Artist Coby Kennedy felt compelled to bring this injustice to light, by creating an eight-by-ten-by-six-feet sculpture that replicates the exact dimensions of a solitary confinement cell. Framed by steel, the glass surfaces are etched with line renderings of the bed, barred window, and toilet that sparsely furnish the inhumane settings. Alongside these diagrams are texts that draw parallels between the United States’ carceral centers and Guantanamo Bay, and also critique the gross abuses of civil liberties when innocent men and women are abducted for untried crimes. Viewed from the exterior and lit from below, the sculpture also pays tribute to the overwhelming endurance that Browder, alongside his family members, struggled to maintain.
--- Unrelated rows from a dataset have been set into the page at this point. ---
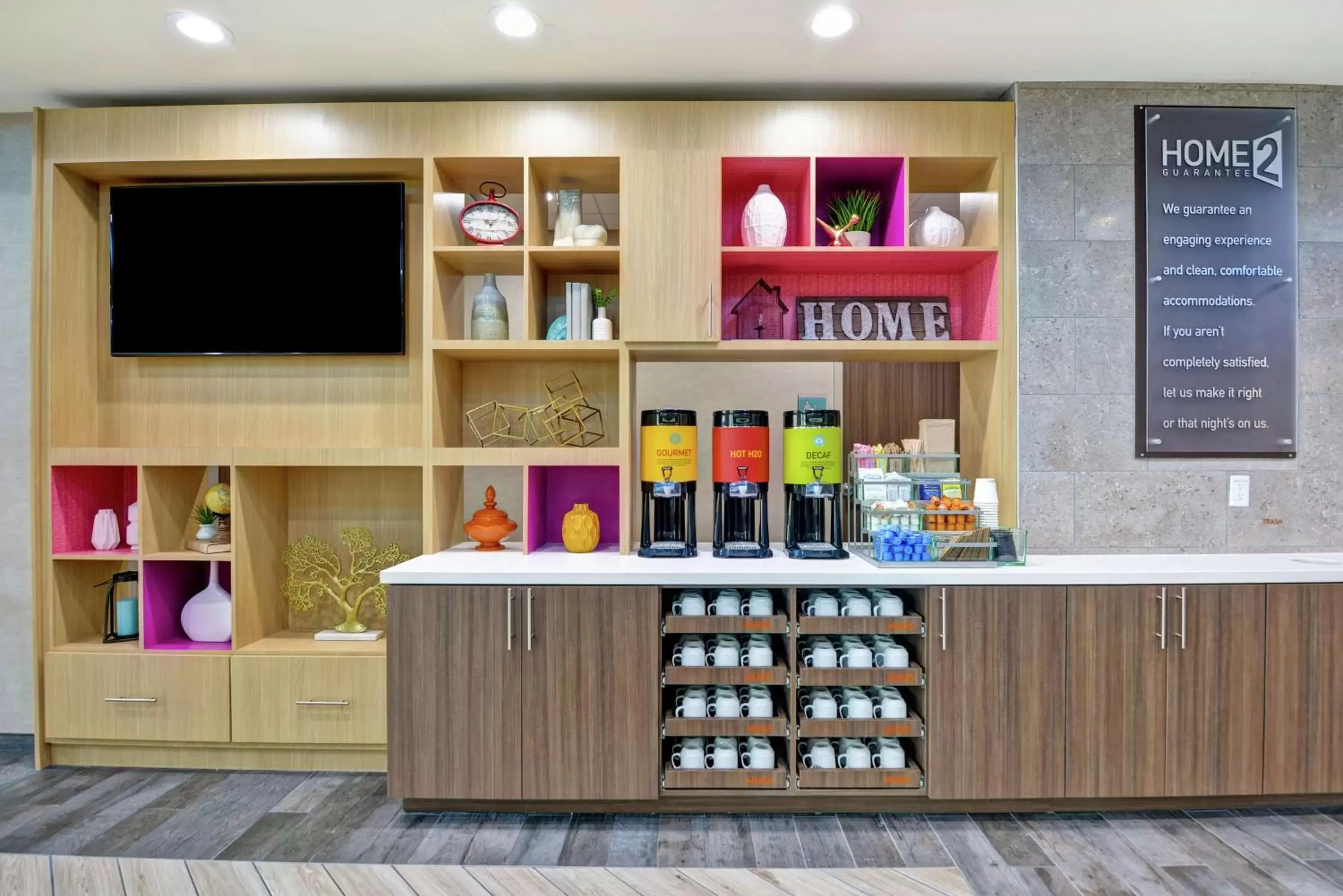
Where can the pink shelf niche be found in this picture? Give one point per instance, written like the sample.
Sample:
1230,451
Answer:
164,589
554,491
789,179
887,175
77,495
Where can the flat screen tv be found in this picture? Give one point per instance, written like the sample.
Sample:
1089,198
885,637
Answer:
258,269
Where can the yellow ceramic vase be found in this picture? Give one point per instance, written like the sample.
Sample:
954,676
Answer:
582,530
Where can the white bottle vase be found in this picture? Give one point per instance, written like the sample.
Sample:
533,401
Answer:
939,229
602,325
210,614
765,222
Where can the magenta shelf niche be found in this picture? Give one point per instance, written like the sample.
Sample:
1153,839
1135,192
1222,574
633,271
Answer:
554,491
77,495
164,589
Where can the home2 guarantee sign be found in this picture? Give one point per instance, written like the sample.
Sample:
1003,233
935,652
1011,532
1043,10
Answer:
1216,281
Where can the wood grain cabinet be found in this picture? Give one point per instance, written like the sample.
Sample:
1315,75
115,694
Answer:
1165,691
996,694
1303,731
523,694
669,229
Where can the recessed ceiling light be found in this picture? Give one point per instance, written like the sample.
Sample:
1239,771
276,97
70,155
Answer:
199,29
515,22
833,21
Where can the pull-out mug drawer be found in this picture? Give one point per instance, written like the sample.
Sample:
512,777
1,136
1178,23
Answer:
136,698
311,700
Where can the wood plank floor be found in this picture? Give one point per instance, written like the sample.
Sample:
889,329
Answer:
270,821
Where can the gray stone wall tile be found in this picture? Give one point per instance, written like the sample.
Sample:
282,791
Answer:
1169,511
1047,510
1076,280
1078,433
1045,202
1321,205
1104,202
1319,128
1321,285
1047,356
1104,352
1305,504
1321,358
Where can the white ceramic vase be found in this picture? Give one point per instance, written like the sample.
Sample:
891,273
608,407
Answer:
602,325
765,221
938,229
107,531
210,614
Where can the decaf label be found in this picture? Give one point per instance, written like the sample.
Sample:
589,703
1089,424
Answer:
1216,281
667,453
808,452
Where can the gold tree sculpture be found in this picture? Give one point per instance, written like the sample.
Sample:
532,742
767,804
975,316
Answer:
316,570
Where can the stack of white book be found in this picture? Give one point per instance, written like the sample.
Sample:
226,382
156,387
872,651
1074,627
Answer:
578,305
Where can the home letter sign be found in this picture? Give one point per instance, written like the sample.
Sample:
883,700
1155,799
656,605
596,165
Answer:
872,319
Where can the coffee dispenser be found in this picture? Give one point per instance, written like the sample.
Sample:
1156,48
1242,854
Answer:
668,469
742,484
812,476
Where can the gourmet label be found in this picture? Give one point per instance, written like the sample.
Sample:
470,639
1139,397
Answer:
673,446
738,446
809,448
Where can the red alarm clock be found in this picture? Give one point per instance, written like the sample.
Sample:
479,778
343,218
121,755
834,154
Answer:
489,221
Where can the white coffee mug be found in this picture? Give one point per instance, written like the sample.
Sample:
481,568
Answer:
821,604
855,754
856,605
887,753
759,703
856,656
688,604
757,753
856,704
692,703
726,704
761,604
818,753
723,754
689,652
726,604
688,754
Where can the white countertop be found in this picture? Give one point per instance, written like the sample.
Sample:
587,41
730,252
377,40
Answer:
466,566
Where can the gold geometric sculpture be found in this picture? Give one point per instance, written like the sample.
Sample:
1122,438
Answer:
315,570
565,419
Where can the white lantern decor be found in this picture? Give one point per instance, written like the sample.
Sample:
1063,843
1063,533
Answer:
765,221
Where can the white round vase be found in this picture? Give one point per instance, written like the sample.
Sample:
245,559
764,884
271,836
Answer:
938,229
765,221
210,614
On the motivation behind his work, Kennedy notes, “I was incredibly moved by the story of Kalief Browder, because what he experienced has been my own personal fear since I was a child: the idea that I could be abducted by a government institution and held without proper cause. Although I can only imagine what he actually experienced, I could viscerally feel the determination and pure strength of will that it took to come out on the other side of that kind of imprisonment and constant abuse. It is my hope that, when viewers happen upon this sculpture, they can empathically feel the weight of being put into a box and having it become your life for a long, unknowable future. Hopefully, they can transcend the watered-down words used in mass media to describe the incarceration process, and instead start to feel the reality of the literal torture that continues daily in the prisons of America.”
About the Artist
Coby Kennedy (b. 1977; lives and works in New York) uses the communication tools of the advertising and entertainment industry to create paintings, videos and sculptures that hint at unspoken truths, the modern culture of veiled intent, and the questions of subjective realities. A graduate of Columbia University’s Fine Art MFA and Pratt Institute’s Industrial Design BA programs, the artist and industrial conceptual designer has completed residencies at the Skowhegan School of Painting and Sculpture (2011), Red Bull Arts Detroit (2016), and Anderson Ranch Arts Center (2018). Kennedy is the recipient of the Civil Society Institute Fellowship and One World Award, and has exhibited work domestically and internationally, in Japan, South Africa, and Italy.